It’s not just that the president’s account on when he learned about the contents of the NIE on Iran don’t add up, it’s that his version of events is laughably ridiculous. It’s no wonder the White House doesn’t want to talk about it.
To briefly recap, on Monday, the Bush administration released the conclusions of the National Intelligence Estimate on Iran, which said Iran dropped its nuclear-weapons program more than four years ago, contradicting months of escalating White House rhetoric. Yesterday, the president said he was told about “new information” about Iran in August during a briefing by Director of National Intelligence Mike McConnell. NSA Stephen Hadley said Bush was told, at that meeting, to “stand down” on Iranian threats, direction the president chose to ignore, making multiple overheated references to “World War III.”
So, what was Bush told about Iran in August? The president said yesterday that McConnell “didn’t tell me what the information was,” so he didn’t know to dial down the bluster. Joe Biden, chairman of the Senate Foreign Relations Committee, spoke for many when he called that explanation “unbelievable.”
“Are you telling me a president that’s briefed every single morning, who’s fixated on Iran, is not told back in August that the tentative conclusion of 16 intelligence agencies in the U.S. government said they had abandoned their effort for a nuclear weapon in ’03?” Biden asked in a conference call with reporters.
“I refuse to believe that,” he added. “If that’s true, he has the most incompetent staff in modern American history, and he’s one of the most incompetent presidents in modern American history.”
On MSNBC this morning, Joe Scarborough was even more blunt: “We are left with only two options here. Either the President of the United States is lying to the American people about what happened during that meeting, or the President of the United States is stupid.” (I wouldn’t be too quick to characterize this as an either/or proposition.)
Given that Bush’s comments are embarrassingly incoherent, the White House is apparently reluctant to explain the unexplainable.
The principal question, obviously, is what the president learned when. Deputy Press Secretary Tony Fratto fielded questions on this earlier today.
Q: Just to clarify one point from the press conference yesterday, the President was — said that he was told by Mr. McConnell, just generally, that there had been some new intelligence and that people were taking another look at it. Did the President at that point ask any follow-up? Did Mr. McConnell offer any comments that, in fact, there might have to be a serious reevaluation of the whole intelligence?

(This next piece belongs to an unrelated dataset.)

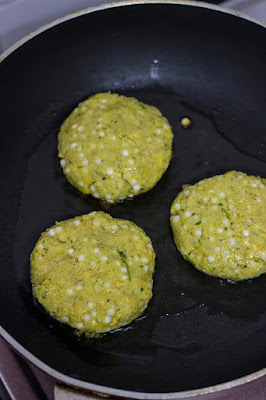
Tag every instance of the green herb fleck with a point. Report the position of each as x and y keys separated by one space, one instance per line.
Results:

FRATTO: What Director McConnell said is that we’re going to go back and do rigorous analysis of this intelligence, and when we can be certain of it, we’re going to come back and talk to you — and that’s what they did….

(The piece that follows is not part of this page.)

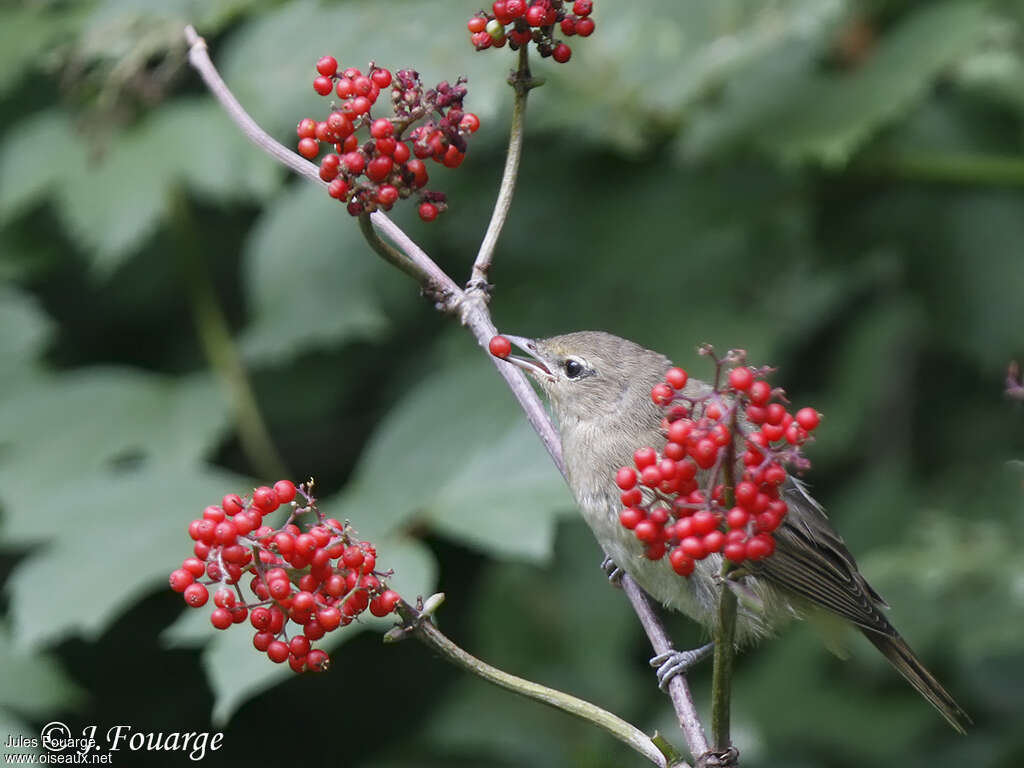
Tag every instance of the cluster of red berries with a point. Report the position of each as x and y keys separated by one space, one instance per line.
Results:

I’ve seen criticism that the President should have either changed his rhetoric or asked more. What he asked of his intelligence community was to tell him what was right when you know it’s right, and that’s what they did. In terms of rhetoric, there is no rhetoric to change when the facts on the ground still suggest to any reasonable observer that Iran poses a threat and is a destabilizing force, unless they change their activities.
Q: In that conversation did McConnell tell him that our previous intelligence could be all wrong? How — (inaudible) — was he about that?
FRATTO: I don’t have anything on that.
It’s absurd. The president was briefed by the DNI on Iranian nukes, and was told there was “new information.” Bush not only didn’t ask what that new information was, he also proceeded to make increasingly reckless claims and charges about going to war.
The White House is, of course, in a jam. If Bush knew the truth in August, he’s been lying blatantly to the world ever since. If Bush didn’t even ask for the truth in August, he’s a blithering and irresponsible fool. It’s really as simple as that.